In such phrases, a basic attribution error is found. The life of the emperor of ancient Rome was by no means easy. Finding ourselves in an unpleasant situation, we cease to be philosophers, justifying ourselves by the fact that someone else’s “objective” circumstances are much better than those in which we find ourselves.

In the time of Marcus Aurelius, the word “philosophy” did not mean a complex and “abstruse” system of reasoning for the layman, but what we mean today when we talk about psychological exercises or self-hypnosis. Philosophy teachers tried to discover principles of thinking and perception that would help their contemporaries reduce the level of anxiety and dissatisfaction with their fate.

Buddhism sought to save followers from suffering, the main of which can be called a too serious attitude to events taking place in reality. Buddhism is first and foremost a philosophy of life, requiring a special organization of thinking from its followers.

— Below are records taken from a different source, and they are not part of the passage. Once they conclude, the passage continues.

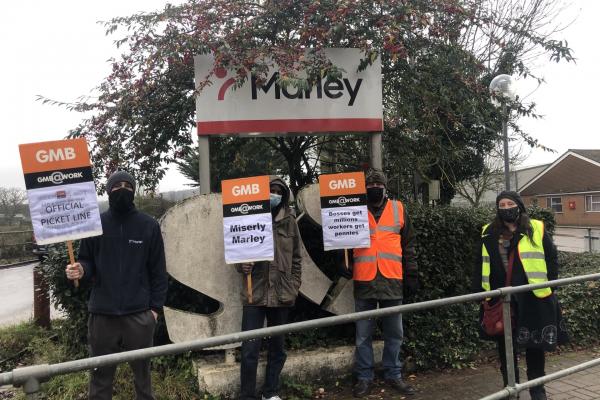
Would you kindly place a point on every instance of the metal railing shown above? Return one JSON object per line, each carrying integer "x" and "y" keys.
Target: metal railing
{"x": 30, "y": 378}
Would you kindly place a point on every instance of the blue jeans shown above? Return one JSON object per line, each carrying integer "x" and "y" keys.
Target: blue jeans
{"x": 253, "y": 317}
{"x": 392, "y": 336}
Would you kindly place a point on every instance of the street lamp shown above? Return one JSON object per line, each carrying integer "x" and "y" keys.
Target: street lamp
{"x": 503, "y": 90}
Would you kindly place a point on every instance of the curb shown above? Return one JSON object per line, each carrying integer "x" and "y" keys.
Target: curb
{"x": 19, "y": 264}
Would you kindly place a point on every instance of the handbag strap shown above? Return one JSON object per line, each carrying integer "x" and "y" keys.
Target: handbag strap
{"x": 511, "y": 260}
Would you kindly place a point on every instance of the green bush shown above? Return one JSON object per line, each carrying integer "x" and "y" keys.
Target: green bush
{"x": 579, "y": 302}
{"x": 448, "y": 243}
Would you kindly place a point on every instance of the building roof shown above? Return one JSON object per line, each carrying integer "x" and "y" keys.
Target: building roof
{"x": 574, "y": 171}
{"x": 593, "y": 155}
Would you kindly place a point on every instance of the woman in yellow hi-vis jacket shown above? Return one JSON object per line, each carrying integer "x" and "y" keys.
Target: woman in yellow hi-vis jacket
{"x": 538, "y": 326}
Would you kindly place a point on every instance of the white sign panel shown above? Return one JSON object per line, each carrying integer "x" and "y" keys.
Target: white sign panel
{"x": 352, "y": 103}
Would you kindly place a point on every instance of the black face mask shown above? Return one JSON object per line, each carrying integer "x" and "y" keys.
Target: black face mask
{"x": 374, "y": 195}
{"x": 509, "y": 214}
{"x": 121, "y": 200}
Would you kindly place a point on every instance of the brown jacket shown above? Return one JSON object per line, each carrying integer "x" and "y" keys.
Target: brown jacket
{"x": 276, "y": 283}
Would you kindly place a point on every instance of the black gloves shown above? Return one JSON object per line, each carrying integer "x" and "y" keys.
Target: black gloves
{"x": 410, "y": 285}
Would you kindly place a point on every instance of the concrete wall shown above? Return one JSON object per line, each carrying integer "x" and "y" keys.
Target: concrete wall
{"x": 193, "y": 235}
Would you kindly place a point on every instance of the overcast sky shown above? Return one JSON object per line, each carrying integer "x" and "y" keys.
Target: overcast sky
{"x": 56, "y": 49}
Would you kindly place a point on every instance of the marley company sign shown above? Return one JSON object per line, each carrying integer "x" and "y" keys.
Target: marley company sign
{"x": 61, "y": 190}
{"x": 351, "y": 103}
{"x": 247, "y": 221}
{"x": 344, "y": 213}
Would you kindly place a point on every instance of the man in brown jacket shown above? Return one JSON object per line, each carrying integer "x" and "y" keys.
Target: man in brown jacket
{"x": 275, "y": 287}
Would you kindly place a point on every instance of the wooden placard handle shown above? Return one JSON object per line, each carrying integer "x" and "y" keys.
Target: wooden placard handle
{"x": 72, "y": 258}
{"x": 249, "y": 281}
{"x": 346, "y": 258}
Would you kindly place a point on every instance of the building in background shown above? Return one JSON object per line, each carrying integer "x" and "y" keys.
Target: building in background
{"x": 571, "y": 188}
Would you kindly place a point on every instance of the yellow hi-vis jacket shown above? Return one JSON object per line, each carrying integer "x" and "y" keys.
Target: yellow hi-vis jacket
{"x": 531, "y": 254}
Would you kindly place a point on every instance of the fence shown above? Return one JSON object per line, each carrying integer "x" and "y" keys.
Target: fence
{"x": 16, "y": 246}
{"x": 30, "y": 378}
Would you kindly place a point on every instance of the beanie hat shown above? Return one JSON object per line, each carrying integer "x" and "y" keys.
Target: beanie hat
{"x": 119, "y": 176}
{"x": 514, "y": 196}
{"x": 376, "y": 176}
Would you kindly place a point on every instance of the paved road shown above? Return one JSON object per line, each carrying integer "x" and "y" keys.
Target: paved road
{"x": 16, "y": 295}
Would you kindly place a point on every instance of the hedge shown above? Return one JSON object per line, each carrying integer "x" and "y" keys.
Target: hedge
{"x": 448, "y": 240}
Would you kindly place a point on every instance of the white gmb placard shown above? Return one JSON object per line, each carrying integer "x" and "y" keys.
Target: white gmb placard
{"x": 344, "y": 213}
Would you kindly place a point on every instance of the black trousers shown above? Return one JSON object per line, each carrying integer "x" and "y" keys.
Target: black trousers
{"x": 253, "y": 317}
{"x": 109, "y": 334}
{"x": 535, "y": 360}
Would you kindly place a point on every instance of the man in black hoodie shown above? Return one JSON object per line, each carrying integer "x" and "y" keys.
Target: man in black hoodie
{"x": 127, "y": 271}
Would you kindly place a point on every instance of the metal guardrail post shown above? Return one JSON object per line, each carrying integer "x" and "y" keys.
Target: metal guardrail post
{"x": 30, "y": 377}
{"x": 508, "y": 344}
{"x": 32, "y": 389}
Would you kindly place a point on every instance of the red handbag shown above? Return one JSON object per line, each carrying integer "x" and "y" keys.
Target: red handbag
{"x": 492, "y": 321}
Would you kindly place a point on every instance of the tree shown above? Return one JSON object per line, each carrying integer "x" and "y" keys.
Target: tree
{"x": 492, "y": 176}
{"x": 435, "y": 77}
{"x": 232, "y": 157}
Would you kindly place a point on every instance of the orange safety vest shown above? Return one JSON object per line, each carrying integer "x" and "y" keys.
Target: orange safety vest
{"x": 385, "y": 252}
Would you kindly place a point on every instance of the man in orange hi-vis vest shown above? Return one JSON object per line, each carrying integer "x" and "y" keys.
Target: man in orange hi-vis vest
{"x": 382, "y": 274}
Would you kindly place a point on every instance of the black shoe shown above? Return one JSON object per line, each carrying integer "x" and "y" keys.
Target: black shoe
{"x": 538, "y": 393}
{"x": 400, "y": 386}
{"x": 362, "y": 388}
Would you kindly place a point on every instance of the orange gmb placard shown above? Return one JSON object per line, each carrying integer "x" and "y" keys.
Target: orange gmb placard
{"x": 342, "y": 184}
{"x": 55, "y": 155}
{"x": 244, "y": 190}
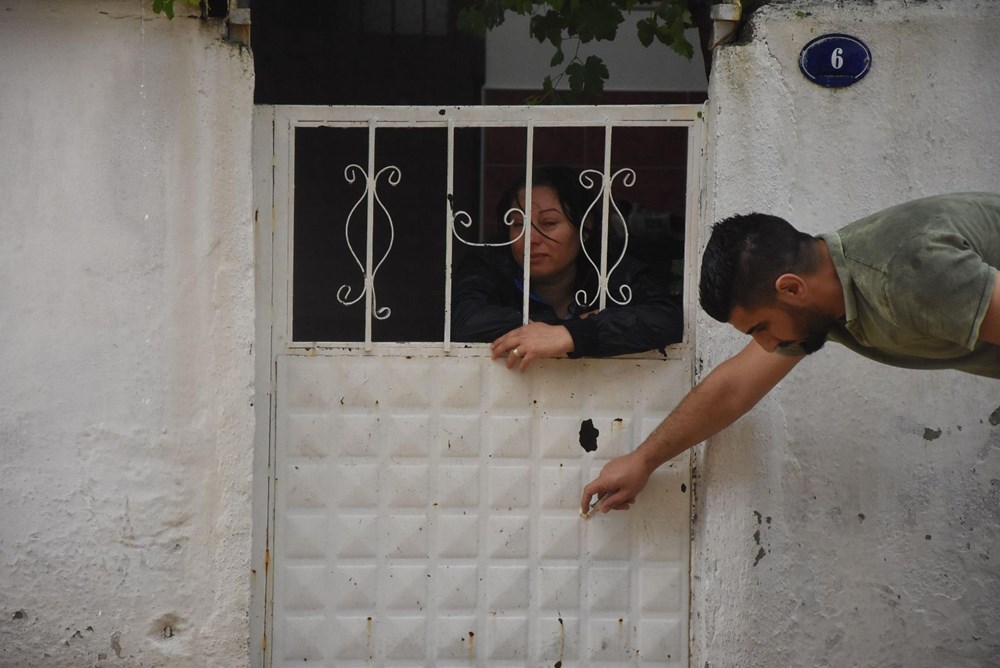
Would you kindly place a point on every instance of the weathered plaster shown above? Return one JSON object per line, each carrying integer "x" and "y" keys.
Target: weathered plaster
{"x": 853, "y": 518}
{"x": 126, "y": 305}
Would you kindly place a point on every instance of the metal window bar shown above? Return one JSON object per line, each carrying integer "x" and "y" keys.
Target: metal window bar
{"x": 484, "y": 117}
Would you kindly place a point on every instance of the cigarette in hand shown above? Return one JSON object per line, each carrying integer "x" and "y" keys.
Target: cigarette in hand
{"x": 595, "y": 506}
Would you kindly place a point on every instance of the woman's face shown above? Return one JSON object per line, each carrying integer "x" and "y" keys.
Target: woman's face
{"x": 555, "y": 241}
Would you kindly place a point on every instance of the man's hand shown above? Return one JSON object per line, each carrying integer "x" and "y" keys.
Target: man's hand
{"x": 622, "y": 479}
{"x": 529, "y": 342}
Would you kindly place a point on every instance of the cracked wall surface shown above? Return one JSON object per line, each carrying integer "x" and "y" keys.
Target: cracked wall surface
{"x": 126, "y": 303}
{"x": 853, "y": 518}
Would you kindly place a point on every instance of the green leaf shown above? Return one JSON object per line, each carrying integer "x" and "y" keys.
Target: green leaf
{"x": 472, "y": 22}
{"x": 586, "y": 80}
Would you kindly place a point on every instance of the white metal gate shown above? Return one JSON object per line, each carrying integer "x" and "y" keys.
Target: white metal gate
{"x": 417, "y": 504}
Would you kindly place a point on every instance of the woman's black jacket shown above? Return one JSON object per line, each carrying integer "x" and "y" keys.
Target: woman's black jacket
{"x": 487, "y": 302}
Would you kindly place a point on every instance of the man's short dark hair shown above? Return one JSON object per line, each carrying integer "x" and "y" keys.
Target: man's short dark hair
{"x": 744, "y": 257}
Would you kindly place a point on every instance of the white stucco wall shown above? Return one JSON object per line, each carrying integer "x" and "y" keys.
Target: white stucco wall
{"x": 126, "y": 307}
{"x": 516, "y": 60}
{"x": 853, "y": 518}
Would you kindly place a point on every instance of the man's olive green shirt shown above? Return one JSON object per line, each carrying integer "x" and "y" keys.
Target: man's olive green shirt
{"x": 918, "y": 279}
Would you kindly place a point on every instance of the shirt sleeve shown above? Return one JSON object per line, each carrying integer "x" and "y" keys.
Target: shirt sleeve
{"x": 938, "y": 285}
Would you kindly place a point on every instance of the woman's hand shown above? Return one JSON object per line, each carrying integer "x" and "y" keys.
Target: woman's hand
{"x": 529, "y": 342}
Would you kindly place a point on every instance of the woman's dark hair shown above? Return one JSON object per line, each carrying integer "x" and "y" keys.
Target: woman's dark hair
{"x": 573, "y": 197}
{"x": 744, "y": 257}
{"x": 563, "y": 180}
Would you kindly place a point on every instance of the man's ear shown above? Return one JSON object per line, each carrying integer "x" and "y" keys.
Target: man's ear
{"x": 790, "y": 289}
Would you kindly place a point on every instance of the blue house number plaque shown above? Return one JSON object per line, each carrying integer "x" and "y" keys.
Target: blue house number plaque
{"x": 835, "y": 61}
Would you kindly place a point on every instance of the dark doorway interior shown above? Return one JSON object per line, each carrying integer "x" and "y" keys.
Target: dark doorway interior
{"x": 397, "y": 52}
{"x": 368, "y": 52}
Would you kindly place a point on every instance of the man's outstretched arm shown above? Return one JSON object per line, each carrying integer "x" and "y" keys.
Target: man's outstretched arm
{"x": 729, "y": 391}
{"x": 989, "y": 331}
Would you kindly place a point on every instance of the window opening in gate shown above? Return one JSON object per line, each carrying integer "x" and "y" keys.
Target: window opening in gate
{"x": 421, "y": 229}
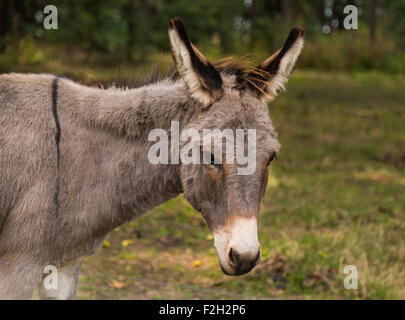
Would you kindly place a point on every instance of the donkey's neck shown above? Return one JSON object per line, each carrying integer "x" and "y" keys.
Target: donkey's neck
{"x": 122, "y": 121}
{"x": 133, "y": 113}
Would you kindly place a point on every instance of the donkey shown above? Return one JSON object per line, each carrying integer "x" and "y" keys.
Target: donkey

Learning to distinguish events that depend on a person from events that he cannot influence is difficult. You have to learn this all your life. According to the teacher Marcus Aurelius, a slave of Epictetus, only three circumstances do not depend on us in life – health, wealth and fame. Everything else can be changed.

I want the readers of this book to ponder for themselves Epictetus’ statement. Thinking like this alone can reduce anxiety, which is constantly raised by our self-admiration. Self-admiration is always not enough for our fame, wealth and health.

According to the Stoics, in order for a person to think in time – during events, and not after their completion, it is necessary to develop the habit of asking yourself questions in time.

What in a particular situation are circumstances beyond my control, and what is my emotional reaction to them?

What, in my experience, can I do now to make a difference?

Everyone can formulate such questions for himself, the main thing is to remember the formulations and write them down in your imagination. The habit of asking yourself these questions is a good way to overcome anxiety in situations with a high measure of tension and uncertainty.